“Quiet, please,” says the docent, his voice traveling above the thousands gathered. “You expected this to be different, especially you followers of Jesus and Muhammad. At one time—another time, you would have been disappointed that this is not Valhalla and you did not find Odin. Mythology brought you comfort. It was not wasted. We have work to do.”
The First Place, where I arrived upon my death in October 1969, is filled with beings, phosphorescent, floating and grounded. The grounded ones have been here longer, waiting, like me, to be told what is next.
It’s like this when you arrive: all the past lives you could only see in flickering light on earth are revealed chronologically—the dark caves, ice floes, wheat fields, a shaft of sun through a forest clearing, ferris wheels, and flying through clouds in an airplane. You see your loved ones across generations, the DNA stringing—your father in combat gear, that precious daughter in a tutu, your lover in his tricorn hat whispers to you on Beacon Street, best friend chases goats in ancient India. It is bittersweet, this reeling.

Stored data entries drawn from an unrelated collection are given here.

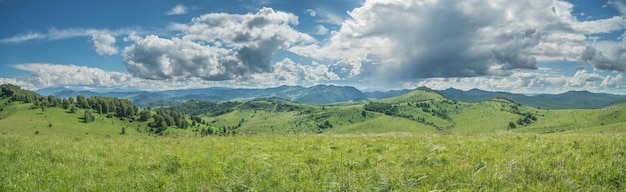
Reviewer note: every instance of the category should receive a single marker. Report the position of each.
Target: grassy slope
(396, 162)
(612, 119)
(347, 118)
(22, 119)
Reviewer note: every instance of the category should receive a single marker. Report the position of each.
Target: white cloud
(216, 46)
(104, 44)
(177, 10)
(321, 30)
(291, 73)
(311, 12)
(531, 82)
(103, 40)
(44, 75)
(404, 40)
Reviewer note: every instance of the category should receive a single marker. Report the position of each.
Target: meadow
(501, 161)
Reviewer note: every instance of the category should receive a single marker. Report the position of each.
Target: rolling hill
(418, 111)
(567, 100)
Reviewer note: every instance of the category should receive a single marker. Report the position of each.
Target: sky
(524, 46)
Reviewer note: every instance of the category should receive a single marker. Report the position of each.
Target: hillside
(320, 94)
(418, 111)
(568, 100)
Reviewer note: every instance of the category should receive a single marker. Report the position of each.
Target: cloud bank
(177, 10)
(215, 46)
(404, 40)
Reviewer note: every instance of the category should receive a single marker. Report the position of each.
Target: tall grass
(399, 162)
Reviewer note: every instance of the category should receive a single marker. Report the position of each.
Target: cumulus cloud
(44, 75)
(177, 10)
(104, 44)
(216, 46)
(311, 12)
(531, 82)
(610, 58)
(403, 40)
(289, 72)
(321, 30)
(49, 75)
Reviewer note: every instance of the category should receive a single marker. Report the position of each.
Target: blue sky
(528, 46)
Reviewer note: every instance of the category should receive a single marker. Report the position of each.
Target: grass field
(399, 162)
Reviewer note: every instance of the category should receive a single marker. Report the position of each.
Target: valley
(419, 140)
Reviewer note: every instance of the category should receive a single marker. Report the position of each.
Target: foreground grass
(501, 162)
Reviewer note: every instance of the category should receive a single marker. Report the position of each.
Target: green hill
(418, 111)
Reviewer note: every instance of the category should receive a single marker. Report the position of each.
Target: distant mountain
(568, 100)
(386, 94)
(327, 94)
(320, 94)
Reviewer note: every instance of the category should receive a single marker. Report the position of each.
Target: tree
(73, 108)
(88, 116)
(512, 125)
(145, 115)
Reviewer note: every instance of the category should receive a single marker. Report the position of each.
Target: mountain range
(328, 94)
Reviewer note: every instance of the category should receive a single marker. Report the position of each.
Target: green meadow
(383, 162)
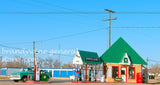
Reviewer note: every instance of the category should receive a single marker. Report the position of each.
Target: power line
(46, 8)
(60, 37)
(136, 27)
(24, 12)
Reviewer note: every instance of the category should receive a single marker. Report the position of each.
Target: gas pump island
(86, 65)
(39, 76)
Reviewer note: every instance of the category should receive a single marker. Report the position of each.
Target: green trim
(115, 52)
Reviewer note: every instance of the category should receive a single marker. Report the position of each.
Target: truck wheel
(24, 79)
(15, 80)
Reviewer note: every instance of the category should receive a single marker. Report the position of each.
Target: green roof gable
(116, 52)
(91, 55)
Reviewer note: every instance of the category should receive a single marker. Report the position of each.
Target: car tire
(15, 80)
(24, 79)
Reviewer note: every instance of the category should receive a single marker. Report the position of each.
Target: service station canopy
(85, 57)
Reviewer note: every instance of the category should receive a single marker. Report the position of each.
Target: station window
(114, 72)
(131, 73)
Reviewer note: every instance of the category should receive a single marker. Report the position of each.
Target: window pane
(114, 72)
(131, 73)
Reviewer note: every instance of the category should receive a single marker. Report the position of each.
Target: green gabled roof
(116, 52)
(87, 54)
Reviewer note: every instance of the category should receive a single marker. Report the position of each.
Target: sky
(21, 28)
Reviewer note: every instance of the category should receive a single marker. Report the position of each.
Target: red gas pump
(139, 78)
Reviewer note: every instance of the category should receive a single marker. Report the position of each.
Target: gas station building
(122, 63)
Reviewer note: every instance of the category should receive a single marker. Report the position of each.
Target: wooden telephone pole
(110, 11)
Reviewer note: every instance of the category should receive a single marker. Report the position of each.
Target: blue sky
(28, 27)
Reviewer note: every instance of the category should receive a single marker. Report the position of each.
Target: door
(123, 74)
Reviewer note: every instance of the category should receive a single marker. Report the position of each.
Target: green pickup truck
(23, 74)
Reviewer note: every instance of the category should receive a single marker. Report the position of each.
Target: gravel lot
(68, 82)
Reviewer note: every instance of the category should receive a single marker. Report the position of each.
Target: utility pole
(34, 51)
(110, 11)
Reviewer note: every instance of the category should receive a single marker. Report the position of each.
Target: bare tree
(155, 69)
(57, 64)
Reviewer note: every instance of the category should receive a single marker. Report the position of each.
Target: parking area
(63, 81)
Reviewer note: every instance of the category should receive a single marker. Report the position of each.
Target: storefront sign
(109, 71)
(91, 59)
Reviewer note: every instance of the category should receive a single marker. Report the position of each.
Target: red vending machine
(139, 78)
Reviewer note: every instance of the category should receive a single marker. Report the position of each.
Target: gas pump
(36, 72)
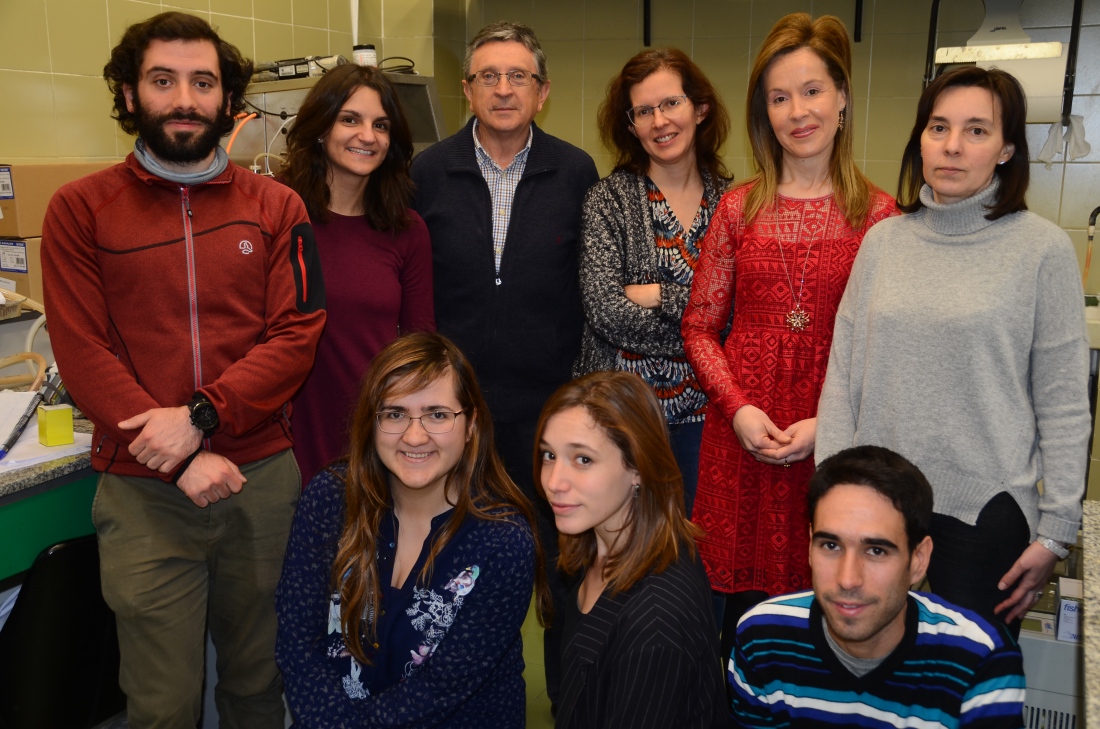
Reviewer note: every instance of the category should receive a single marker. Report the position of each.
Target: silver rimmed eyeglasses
(515, 77)
(436, 422)
(642, 116)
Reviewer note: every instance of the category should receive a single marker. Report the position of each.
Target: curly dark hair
(388, 191)
(124, 66)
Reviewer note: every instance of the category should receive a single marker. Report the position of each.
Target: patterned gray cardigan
(618, 250)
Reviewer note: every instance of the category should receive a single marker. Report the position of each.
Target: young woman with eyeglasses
(410, 563)
(348, 156)
(772, 271)
(642, 227)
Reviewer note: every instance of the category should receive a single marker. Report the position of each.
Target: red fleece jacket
(157, 290)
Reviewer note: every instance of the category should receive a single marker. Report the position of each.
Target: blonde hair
(828, 39)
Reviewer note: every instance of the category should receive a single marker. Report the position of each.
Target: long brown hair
(827, 37)
(479, 483)
(388, 191)
(1013, 175)
(615, 128)
(656, 528)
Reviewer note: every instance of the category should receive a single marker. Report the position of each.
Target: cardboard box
(21, 267)
(25, 191)
(1070, 597)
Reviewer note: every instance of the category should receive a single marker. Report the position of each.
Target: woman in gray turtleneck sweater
(960, 343)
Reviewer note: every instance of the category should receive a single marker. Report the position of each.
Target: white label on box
(13, 256)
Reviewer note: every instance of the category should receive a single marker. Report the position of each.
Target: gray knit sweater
(960, 343)
(618, 250)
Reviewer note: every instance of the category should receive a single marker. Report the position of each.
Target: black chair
(59, 647)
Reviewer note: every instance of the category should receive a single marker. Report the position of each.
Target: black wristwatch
(204, 415)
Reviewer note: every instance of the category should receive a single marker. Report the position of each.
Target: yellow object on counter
(55, 424)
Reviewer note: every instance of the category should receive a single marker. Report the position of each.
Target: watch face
(204, 416)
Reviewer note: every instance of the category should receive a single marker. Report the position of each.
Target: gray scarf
(150, 163)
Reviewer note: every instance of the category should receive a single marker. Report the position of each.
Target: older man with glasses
(503, 199)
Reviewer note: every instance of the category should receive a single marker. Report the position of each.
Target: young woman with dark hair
(639, 642)
(411, 562)
(642, 228)
(773, 268)
(348, 156)
(960, 343)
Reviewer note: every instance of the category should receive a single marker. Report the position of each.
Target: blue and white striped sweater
(953, 669)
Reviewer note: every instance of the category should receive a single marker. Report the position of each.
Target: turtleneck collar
(154, 167)
(959, 218)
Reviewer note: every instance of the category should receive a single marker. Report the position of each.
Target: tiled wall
(54, 105)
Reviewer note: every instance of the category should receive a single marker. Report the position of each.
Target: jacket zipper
(301, 266)
(191, 288)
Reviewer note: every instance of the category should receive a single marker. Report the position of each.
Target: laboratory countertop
(13, 482)
(1091, 545)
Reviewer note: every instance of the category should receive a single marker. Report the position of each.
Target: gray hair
(507, 31)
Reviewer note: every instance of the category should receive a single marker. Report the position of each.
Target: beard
(180, 147)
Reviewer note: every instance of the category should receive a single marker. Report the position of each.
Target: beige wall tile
(561, 117)
(604, 59)
(78, 37)
(311, 13)
(672, 18)
(1080, 194)
(274, 41)
(370, 19)
(123, 13)
(898, 65)
(888, 123)
(24, 43)
(1044, 190)
(81, 112)
(565, 63)
(276, 11)
(310, 41)
(613, 20)
(562, 20)
(198, 7)
(28, 128)
(406, 18)
(766, 12)
(240, 8)
(237, 31)
(417, 48)
(883, 173)
(723, 19)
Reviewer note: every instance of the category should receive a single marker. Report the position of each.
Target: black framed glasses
(642, 116)
(436, 422)
(515, 77)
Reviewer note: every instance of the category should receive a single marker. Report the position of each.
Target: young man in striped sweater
(861, 650)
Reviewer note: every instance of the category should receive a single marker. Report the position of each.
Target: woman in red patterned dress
(777, 256)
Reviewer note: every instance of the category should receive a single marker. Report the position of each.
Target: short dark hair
(388, 190)
(1013, 175)
(888, 473)
(127, 57)
(507, 31)
(615, 129)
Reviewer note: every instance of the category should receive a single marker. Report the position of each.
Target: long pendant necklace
(798, 318)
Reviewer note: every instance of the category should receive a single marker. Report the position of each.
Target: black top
(520, 328)
(645, 658)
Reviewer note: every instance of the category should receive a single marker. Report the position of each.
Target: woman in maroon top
(777, 254)
(348, 156)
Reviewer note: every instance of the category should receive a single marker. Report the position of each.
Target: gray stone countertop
(13, 482)
(1091, 556)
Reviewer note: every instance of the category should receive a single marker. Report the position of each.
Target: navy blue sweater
(449, 652)
(520, 329)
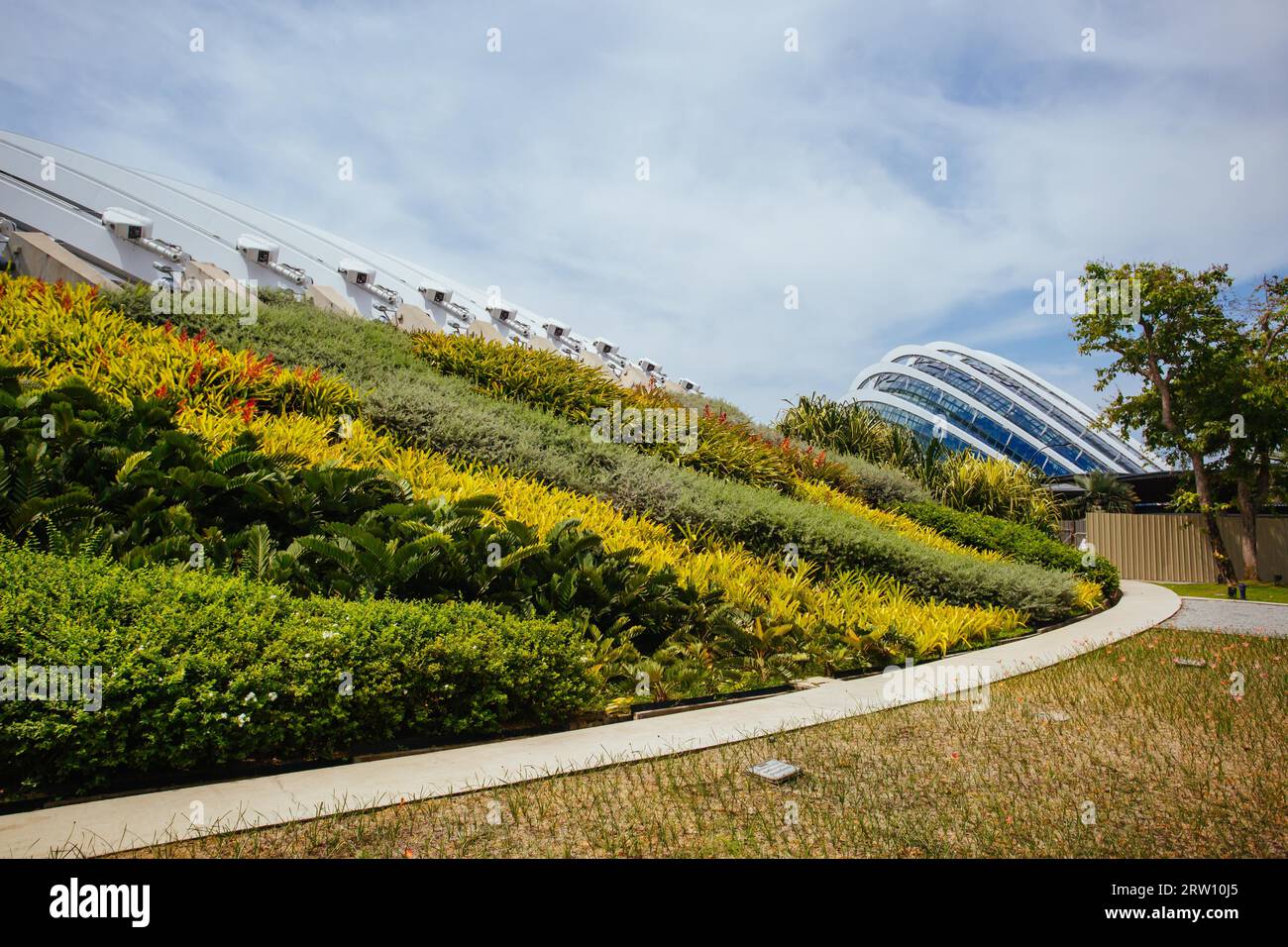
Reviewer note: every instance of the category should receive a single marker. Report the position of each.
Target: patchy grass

The docent says the First Place is where we begin. There is, in fact, a stairway to heaven but we’re not all invited. Heaven has nothing to do with gods or rewards. It is a place of recovery. Those who are invited are those who suffered on earth: the suicides, alcoholics, manic-depressives, the ones who suffered violence. They are the Fragiles, says the docent. And everyone else, those who had easier lives, devote themselves to the Fragiles.
I had a good life, I think, except for the last day. Running across a madman outside Modesto, on my 18th birthday. Am I a Fragile? Two beings take my hands and walk me to the stairs.